Since the 1960’s the United State’s relations with Cuba has been tenuous at best. Starting with President Eisenhower as a partial trade embargo, John F. Kennedy would enforce the embargo on Cuba, restricting both trade and travel to the island only 90 miles off the coast of Florida. After about 50 years of waiting, President Obama would step in and decide to try and fix our relationship with our not so loved neighbors. Even though the trade embargo is still in place, there is a chance that we’ll see be able to visit the island for those summer vacations in the near future.

On January 29th, a bill was introduced by a bipartisan group of Senators which would allow American citizens to travel to Cuba. Supported by four democrats and four republicans, including Jeff Flake, Patrick Leahy, Jerry Moran, Dick Durbin, Mike Enzi, Tom Udall, John Boozman, and Sheldon Whitehouse, the “Freedom to Travel to Cuba Act of 2015” would nullify any regulation to both travel and transactions during one’s stay in Cuba. If you’ve ever been curious to try a cuban cigar, or you’ve been craving them since the 50 year schism, there’s a chance you’ll be able to try one soon. “Americans simply ought to have the right to travel wherever they want to unless there's a compelling national security reason,” said Republican Senator Jeff Flake.

While this is a big step in the right direction, it follows President Obama’s efforts to lessen the restrictions that were already in place. New rules, put into place by the Obama administration earlier that month had allowed for some exception to travel to Cuba, so long as you fit into one of 12 categories with authorization to travel, which include religious and humanitarian reasons. Yet they did not allow for casual travel to Cuba at this time. This bill would work to change that. More so, under the new bill, the president would not be able to make restrictions on traveling to Cuba or on any transactions that may occur while on travel, not including instances of war or if there may be dangers towards American travelers.

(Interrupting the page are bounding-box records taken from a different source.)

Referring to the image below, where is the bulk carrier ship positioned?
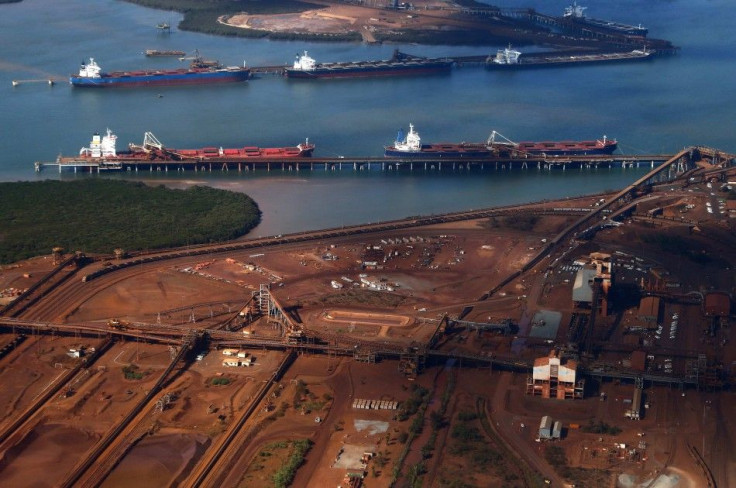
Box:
[284,50,453,78]
[486,46,652,69]
[69,56,250,88]
[58,129,314,170]
[384,124,618,159]
[562,2,649,37]
[383,124,491,158]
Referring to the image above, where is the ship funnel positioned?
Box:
[396,129,404,142]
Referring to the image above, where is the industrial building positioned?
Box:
[637,297,661,328]
[539,415,552,439]
[526,350,585,400]
[624,387,643,420]
[703,292,731,317]
[572,252,612,317]
[537,415,562,440]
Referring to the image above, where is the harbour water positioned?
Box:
[0,0,736,235]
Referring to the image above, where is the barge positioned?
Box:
[69,53,250,88]
[284,50,453,78]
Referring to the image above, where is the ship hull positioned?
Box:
[69,68,250,88]
[516,141,618,156]
[486,51,652,70]
[383,144,491,159]
[285,61,452,79]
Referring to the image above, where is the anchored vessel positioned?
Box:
[51,129,314,170]
[384,124,618,159]
[284,50,453,78]
[487,130,618,156]
[143,49,187,56]
[562,2,649,37]
[486,46,652,69]
[384,124,491,158]
[69,56,250,87]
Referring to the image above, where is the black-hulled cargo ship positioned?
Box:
[383,124,491,159]
[284,51,453,78]
[486,46,653,69]
[562,2,649,37]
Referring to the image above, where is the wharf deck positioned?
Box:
[34,154,671,173]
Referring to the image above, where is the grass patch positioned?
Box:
[0,179,261,264]
[123,364,145,380]
[239,439,312,488]
[581,419,621,435]
[310,289,405,308]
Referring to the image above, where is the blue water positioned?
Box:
[0,0,736,235]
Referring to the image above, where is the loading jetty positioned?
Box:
[34,129,669,173]
[34,154,671,173]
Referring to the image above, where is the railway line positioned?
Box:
[0,148,732,487]
[183,351,296,488]
[60,334,197,488]
[0,338,112,458]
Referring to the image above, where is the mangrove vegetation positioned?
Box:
[0,179,261,263]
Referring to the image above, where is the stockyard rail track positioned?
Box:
[0,338,112,452]
[0,193,600,321]
[35,153,671,173]
[183,351,296,488]
[60,331,197,488]
[0,148,724,486]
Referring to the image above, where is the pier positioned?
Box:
[34,154,671,173]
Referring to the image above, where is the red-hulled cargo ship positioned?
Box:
[488,130,618,156]
[59,129,314,170]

Though it should be said the bill isn’t really being welcomed with open arms. There have been several statements made against any attempt towards building relations with Cuba, including those by Senators Marco Rubio and Robert Menendez. “We should not aspire to help the Castro regime fill the coffers of its military monopolies with the dollars of American tourists, while the Cuban people still struggle to make ends meet and are forced to labor under the oppressive conditions dictated by their government,” Menendez commented. Republican Senator Carlo Cubelo also said “Lifting the tourism ban would infuse the Castro dictatorship with billions of dollars, which it would use to more aggressively oppose U.S. interests in our hemisphere and to further repress the Cuban people.”

One thing these embargos set out to do in the first place was try to coax Cuba into adopting practices of human rights and democracy. Yet Sen. Flake states “We’ve tried this current policy that we have prohibiting travel for about 50 years, and it hasn’t worked, so it’s time for something new.” The argument goes that in allowing Americans to travel to Cuba, not only would they obviously bring currency into the country, but would hopefully bring over these ideals to the Cuban people.

Overall, the decision lies with congress. Should this act pass, it would mean a huge leap towards ending the diplomatic wall that’s been standing for nearly half a century. It would also mark the beginning of a growing relationship between the two countries.